1497 de Leonardo’nun bu proje için iki yılın büyük bölümünü harcamasından sonra; sabrı taşan ve sanatçının yemekhanesinde yarattığı dağınıklığa kızan baş rahip, Ludovico’ya şöyle yakınmıştı:

“Bitmeyen yalnızca Yahuda’nın başı. Bir yılı aşan bir süredir Leonardo resme dokunmadığı gibi, görmeye bile bir kez geldi.”

Ludovico öfkeyle, Leonardo’yu gecikmenin nedenlerini açıklaması için, yanına çağırttı. Bir çağdaşın anlattığına göre, Leonardo şöyle cevap vermişti:

“Ekselansları bitirilmemesi gerekenin yalnızca Yahuda’nın başı olduğundan haberdarlar.

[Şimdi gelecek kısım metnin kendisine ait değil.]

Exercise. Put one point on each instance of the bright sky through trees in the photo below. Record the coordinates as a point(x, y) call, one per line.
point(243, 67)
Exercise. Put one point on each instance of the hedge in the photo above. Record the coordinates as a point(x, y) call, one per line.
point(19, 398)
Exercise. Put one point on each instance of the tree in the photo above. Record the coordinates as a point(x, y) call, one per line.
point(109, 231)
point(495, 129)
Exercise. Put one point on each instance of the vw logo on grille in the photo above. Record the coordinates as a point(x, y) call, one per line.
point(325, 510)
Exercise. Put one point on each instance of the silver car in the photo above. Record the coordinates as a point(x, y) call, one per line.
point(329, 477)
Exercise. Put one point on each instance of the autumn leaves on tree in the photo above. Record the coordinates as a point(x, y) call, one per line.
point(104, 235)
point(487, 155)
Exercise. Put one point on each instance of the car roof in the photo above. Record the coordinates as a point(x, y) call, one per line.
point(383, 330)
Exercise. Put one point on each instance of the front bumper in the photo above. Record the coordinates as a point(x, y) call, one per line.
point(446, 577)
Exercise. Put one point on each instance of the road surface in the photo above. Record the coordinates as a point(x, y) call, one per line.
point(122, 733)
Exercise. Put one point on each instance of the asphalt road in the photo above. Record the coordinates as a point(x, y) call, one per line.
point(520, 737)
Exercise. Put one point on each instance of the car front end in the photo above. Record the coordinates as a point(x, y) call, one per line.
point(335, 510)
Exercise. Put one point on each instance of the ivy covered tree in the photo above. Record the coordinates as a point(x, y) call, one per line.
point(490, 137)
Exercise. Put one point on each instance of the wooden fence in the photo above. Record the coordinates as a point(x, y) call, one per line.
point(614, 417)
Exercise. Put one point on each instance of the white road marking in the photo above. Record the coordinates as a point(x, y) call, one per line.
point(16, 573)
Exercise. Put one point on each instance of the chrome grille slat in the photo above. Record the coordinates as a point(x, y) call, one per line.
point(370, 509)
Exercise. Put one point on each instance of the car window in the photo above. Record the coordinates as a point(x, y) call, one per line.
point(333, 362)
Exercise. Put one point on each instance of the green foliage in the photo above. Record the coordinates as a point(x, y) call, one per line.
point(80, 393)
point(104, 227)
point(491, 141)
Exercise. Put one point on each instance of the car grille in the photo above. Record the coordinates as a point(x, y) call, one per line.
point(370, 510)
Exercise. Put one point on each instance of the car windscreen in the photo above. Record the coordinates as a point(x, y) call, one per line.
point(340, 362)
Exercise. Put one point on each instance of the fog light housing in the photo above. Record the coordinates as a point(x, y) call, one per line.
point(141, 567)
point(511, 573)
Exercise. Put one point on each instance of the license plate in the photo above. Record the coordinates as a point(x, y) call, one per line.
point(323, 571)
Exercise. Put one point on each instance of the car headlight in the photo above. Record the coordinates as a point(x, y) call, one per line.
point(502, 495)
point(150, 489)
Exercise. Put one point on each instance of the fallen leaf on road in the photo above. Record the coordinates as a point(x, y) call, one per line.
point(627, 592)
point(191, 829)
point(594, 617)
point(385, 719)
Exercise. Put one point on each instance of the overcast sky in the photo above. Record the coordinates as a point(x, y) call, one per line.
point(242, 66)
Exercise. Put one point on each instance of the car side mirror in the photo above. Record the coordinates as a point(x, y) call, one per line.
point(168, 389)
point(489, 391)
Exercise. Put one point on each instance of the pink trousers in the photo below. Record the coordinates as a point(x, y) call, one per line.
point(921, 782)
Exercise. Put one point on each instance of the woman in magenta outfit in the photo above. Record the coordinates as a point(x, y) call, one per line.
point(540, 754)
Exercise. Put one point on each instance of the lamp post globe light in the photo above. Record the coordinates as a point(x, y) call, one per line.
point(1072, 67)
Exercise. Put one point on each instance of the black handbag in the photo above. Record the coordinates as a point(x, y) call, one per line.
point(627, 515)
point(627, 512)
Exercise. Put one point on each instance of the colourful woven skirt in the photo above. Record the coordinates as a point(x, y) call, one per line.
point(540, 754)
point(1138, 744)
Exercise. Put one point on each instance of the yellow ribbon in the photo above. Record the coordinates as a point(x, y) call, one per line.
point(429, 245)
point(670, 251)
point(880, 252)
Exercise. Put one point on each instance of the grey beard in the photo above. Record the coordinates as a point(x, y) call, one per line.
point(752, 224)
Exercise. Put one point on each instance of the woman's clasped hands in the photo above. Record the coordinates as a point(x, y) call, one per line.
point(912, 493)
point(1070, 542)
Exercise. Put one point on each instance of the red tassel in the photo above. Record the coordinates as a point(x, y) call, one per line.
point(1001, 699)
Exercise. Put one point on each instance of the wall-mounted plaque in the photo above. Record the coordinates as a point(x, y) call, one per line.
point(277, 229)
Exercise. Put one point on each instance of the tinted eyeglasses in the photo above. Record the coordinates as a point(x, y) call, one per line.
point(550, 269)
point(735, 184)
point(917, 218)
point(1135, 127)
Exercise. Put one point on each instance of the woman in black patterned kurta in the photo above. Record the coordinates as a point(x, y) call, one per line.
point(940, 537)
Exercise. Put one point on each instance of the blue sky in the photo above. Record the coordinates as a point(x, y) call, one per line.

Herkesin bildiği gibi, o kötülüğüyle göze batan bir alçaktı. Dolayısıyla günahkarlığına uyan bir çehreyle betimlenmeli. Şimdiye değin, en azından bir yıldır, gece gündüz her gün Ekselanslarının bildiği gibi, kentin tüm haydutlarının yaşadığı Borghetto’ya gidiyorum.Ancak henüz aklımdakine uygun kötülükte bir yüz bulamadım.Bu yüzü bulduğumda resmi bir günde bitireceğim. Ancak eğer araştırmam sonuçsuz kalırsa, Ekselanslarına beni şikayet etmeye gelen ve aranan özelliklere tam uyan baş rahibin çehresini kullanacağım.”

Bu zekice cevap Luduvico’yu güldürdü. Vasari’nin aktardığı gibi:

“Bu cevap, dükü gülmekten kırdı geçirdi ve şaşkınlık içindeki zavallı baş papaz da, Leonardo’yu rahat bıraktı.”

Bu tabloyu Leonardo, yeni bir tarzda, kendi buluşu olarak hazırladığı boyalarla resmetmiştir. Ve ne yazık ki; solmaya, kabarmaya ve dökülüp bozulmaya başlamıştır. Ancak yine de ressam Rafael, bu tabloyu tamamen bozulmadan, kopya etmiş ve böylece onu unutulmaktan kurtarmıştır.
Leonardo’nun eserlerini ve özellikle “Gizli­ Son Akşam Yemeği: La Çena” adını verdiği en büyük eserini tanımada, onun bu duyguları, birer ipucu olarak anılabilir. Ve belki bu nedenle duygu ve düşüncelerini açıklamak için “Gizli ­Son Akşam Yemeği” tablosuna, İsa’yı ön planda resmetmiştir. Ve yine bunun içindir ki, dehasının bütün olanaklarını kullanarak bu tabloyu yaratmıştır.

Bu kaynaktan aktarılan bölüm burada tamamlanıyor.